Treatment of megaloblastic anemia depends on the underlying cause. Folate deficiency due to dietary deficiency or increased demands is best treated with folate supplements. In addition, a diet rich in green, leafy vegetables is essential for normal intake of folic acid.

Folate deficiency caused by the use of sulfa drugs or other antifolate medications may be addressed by folate supplementation or by reducing or eliminating the drug. Folate deficiency due to celiac sprue requires treatment of the underlying disorder and folate supplements.

Management of vitamin B-12 deficiency is often more complex, because of the nature of B-12 deficiency in childhood. Data from small trials suggest that oral B-12 supplementation is as effective as parenteral supplementation in patients with nutritional deficiency. [5]  A report by Sezer et al supported the idea that either parenteral or oral therapy with vitamin B-12 can effectively treat B-12 deficiency in children, with the investigators finding that after 1 month of treatment in the parenteral and oral arms of the study, 14 out of 41 (34.1%) and 8 out of 41 (19.5%) pediatric patients, respectively, still had anemia. [17]

Indeed, since many children and adults have a dietary B-12 deficiency, oral B-12 treatment should be attempted first unless clinically contraindicated. Such contraindication could be due to previous treatment failure or another clinical factor that would argue for initial parenteral therapy.

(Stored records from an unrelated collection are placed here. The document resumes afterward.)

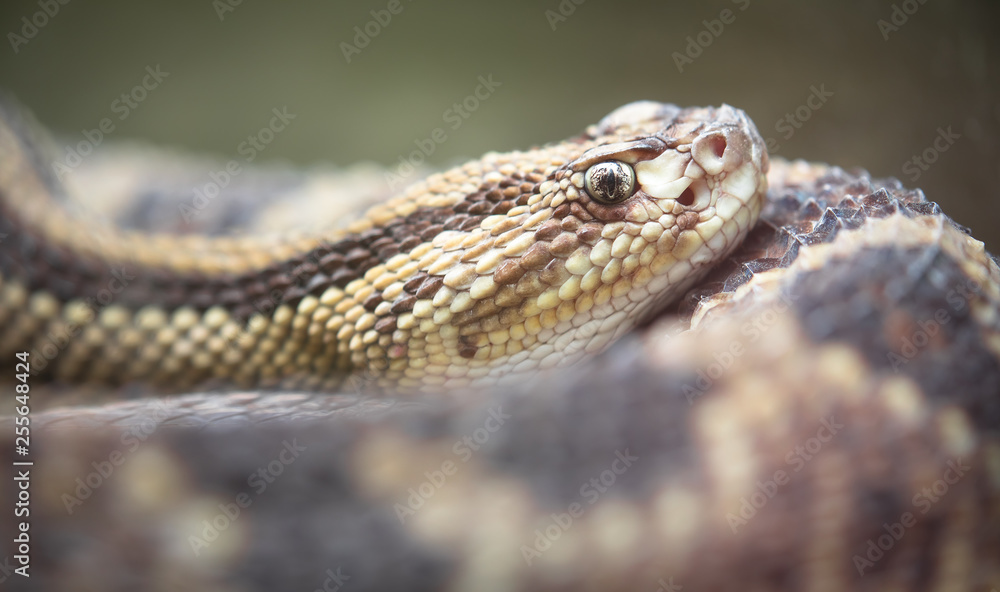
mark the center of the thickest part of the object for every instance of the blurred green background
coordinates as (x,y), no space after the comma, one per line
(560,65)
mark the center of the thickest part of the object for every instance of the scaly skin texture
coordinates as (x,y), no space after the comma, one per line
(487,272)
(821,412)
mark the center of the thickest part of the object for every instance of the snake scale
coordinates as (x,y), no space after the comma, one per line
(647,357)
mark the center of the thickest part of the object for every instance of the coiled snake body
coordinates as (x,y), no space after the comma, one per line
(814,407)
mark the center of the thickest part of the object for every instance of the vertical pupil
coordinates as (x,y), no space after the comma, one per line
(606,181)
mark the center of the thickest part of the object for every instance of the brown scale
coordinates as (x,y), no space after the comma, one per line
(805,215)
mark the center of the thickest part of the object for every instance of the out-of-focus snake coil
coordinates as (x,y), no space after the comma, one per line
(646,357)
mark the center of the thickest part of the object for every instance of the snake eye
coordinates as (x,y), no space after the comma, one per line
(610,182)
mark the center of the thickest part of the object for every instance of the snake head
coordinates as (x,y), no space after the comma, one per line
(673,191)
(525,260)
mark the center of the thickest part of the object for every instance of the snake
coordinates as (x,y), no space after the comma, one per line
(650,356)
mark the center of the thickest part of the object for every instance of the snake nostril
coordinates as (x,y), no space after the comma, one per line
(717,144)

Even in patients with intrinsic factor (IF) deficiency, oral supplements may be effective, using higher doses, although often this is not the case. In many instances, high-dose oral B-12 supplements are unsuccessful in patients with IF deficiency or in those who have undergone intestinal surgery. These patients may require parenteral supplementation because of impaired secretion or absorption of IF.

Because vitamin B-12 is contained exclusively in animal products (meat), vitamin supplementation is the only means of appropriate vitamin B-12 intake in individuals choosing vegetarian diets.

For children with congenital disorders that lead to B-12 deficiency, supplementation is a lifelong necessity; therefore, establishing a regimen that is tolerable over time is essential to maintaining compliance.

A study by Canadian researchers reported that in patients with transcobalamin deficiency, treatment with intramuscular injections of hydroxycobalamin or cyanocobalamin is favored in current practice. [18]

Go to Pediatric Chronic Anemia, Anemia of Prematurity, Donath-Landsteiner Hemolytic Anemia, Pediatric Acute Anemia, and Fanconi Anemia for complete information on these topics.



Consultation with a pediatric gastroenterologist to evaluate for inflammation of the ileum or jejunum and assist in treatment planning is often helpful for patients with newly diagnosed Crohn disease or celiac sprue. A gastroenterologist may also be needed to evaluate the extent of liver disease, which may manifest with macrocytic erythrocytes.

Consider consulting a hematologist to evaluate the bone marrow for evidence of other marrow diseases that can manifest with macrocytic anemia and thrombocytopenia.